# Ladies gloves



## zapthatmonster (Jun 16, 2008)

I have small hands, and I'm having the hardest time finding gloves suitable for rigging/lighting work that actually fit me. I've been to both home depot and lowes, and I swim in any gloves that are suitable and the ones that do fit wouldn't help me at all. 

Anyone have any advice? I was thinking about checking out pacific grip or hollywood lights for their setwear stuff. I'd rather not order online and find out "all purpose women's" doesn't fit like it hasn't been.


----------



## soundlight (Jun 16, 2008)

Go to your local auto parts store, see if some of the small sizes of Mechanix gloves would fit you.


----------



## porkchop (Jun 16, 2008)

I agree with sound light. I too have rather small hands and really like my gloves to be as small as possible. That mixed with a small gear head addiction of mine has lead me to wear pretty much only size small mechanix and ironclad gloves. Both are often available at auto parts stores. Often stores only stock one or two sets of small to something like 10 sets of medium and large size so sometimes you have to ask about them and it's hard to be picky on color but it's just wonderful when you find good gloves.

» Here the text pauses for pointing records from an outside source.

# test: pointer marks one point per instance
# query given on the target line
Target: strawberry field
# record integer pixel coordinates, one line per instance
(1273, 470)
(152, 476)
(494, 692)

.....That reminds me I need to go get a new set. Off the NAPA


----------



## Footer (Jun 16, 2008)

My fiance wears the setwear fingerless gloves and loves them, and she has pretty small hands. There is a somewhat decent sizing guide online.


----------



## zapthatmonster (Jun 17, 2008)

I'd go for fingerless but I need full heat protection.

I've tried on mechanix and I love them, but no one carries the small sizes. I'll check out an autoparts store though.


----------



## icewolf08 (Jun 17, 2008)

Setwear even has a line of women's gloves now so you could probably check them out. They are more expensive, but mine have outlasted any pair of hardware store gloves that I have ever used.


----------



## gafftaper (Jun 21, 2008)

I believe someone said that Mechanix and Setwear come from the same factory. If you can find a size that fits at the auto parts store seems like that should translate to an online Setwear purchase.


----------